Abstract

This study presents new thermochronometric data to constrain the cooling history of the Pindos fold‐and‐thrust‐belt (PFTB) on the NW Peloponnese, and the timing of nappe stacking in the external Hellenides in western Greece. Low‐temperature thermochronology was performed on apatite and zircon minerals extracted from basal exposures of the PFBT in Mt. Erymanthos (NW Peloponnese) using the (U‐Th)/He system. Three bedrock samples collected from a profile across the strike of the PFBT returned thermochronometric ages for the apatite (AHe) between 15 and 9 Ma, while for the zircon (ZHe) the ages are interpreted as unreset (or partially reset). The AHe ages are interpreted as cooling ages related to the Cenozoic geodynamic evolution of the PFTB. Thermal models generated in this research demonstrate two phases of geodynamic evolution of the PFBT during the Cenozoic: an early one associated with the heating of the fold‐and‐thrust belt during 40–20 Ma and a later one associated with fast cooling from 20 Ma onwards. Heating is attributed to the structural thickening of the PFTB while cooling is associated with enhanced uplift and exhumation, which became widespread in Erymanthos by 9 Ma.

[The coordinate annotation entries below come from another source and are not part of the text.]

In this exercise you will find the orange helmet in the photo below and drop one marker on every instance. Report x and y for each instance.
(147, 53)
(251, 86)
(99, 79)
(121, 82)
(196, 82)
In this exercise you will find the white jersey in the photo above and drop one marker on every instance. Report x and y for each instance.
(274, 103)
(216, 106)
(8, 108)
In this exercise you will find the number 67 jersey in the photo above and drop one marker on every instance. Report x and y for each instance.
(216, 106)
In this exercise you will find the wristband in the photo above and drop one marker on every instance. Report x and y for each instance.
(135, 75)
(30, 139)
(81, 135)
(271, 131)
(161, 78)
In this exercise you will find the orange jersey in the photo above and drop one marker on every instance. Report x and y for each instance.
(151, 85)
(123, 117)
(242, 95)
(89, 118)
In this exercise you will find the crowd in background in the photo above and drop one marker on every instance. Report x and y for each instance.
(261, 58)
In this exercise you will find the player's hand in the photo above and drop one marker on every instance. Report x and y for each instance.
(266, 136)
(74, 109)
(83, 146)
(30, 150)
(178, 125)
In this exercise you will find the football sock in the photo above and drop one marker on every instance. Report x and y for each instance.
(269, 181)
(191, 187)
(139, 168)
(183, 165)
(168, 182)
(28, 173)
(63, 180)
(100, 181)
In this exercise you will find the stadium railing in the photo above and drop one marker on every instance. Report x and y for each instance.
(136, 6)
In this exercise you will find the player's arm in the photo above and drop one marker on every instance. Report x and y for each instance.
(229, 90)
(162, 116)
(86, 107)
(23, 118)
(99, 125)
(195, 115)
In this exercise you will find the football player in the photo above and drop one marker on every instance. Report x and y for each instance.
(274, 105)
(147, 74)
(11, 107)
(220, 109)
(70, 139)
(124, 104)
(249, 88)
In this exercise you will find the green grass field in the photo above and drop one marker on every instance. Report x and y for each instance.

The initiation of cooling on Mt. Erymanthos echoes the substantial geometric remodelling that underwent the Hellenic arc during the Middle Miocene, associated with slab rollback and arc extension, and is connected to the underplating of the internal segments of the external platform (Gavrovo‐Tripolis unit) by the external metamorphic segments (Mani and Arna units). The current inverse thermal modelling offers the first continuous description of the geodynamic evolution of the most prominent fold‐and‐thrust belt of the Hellenides, from the oceanic stage through basin inversion to uplift and orogen decay.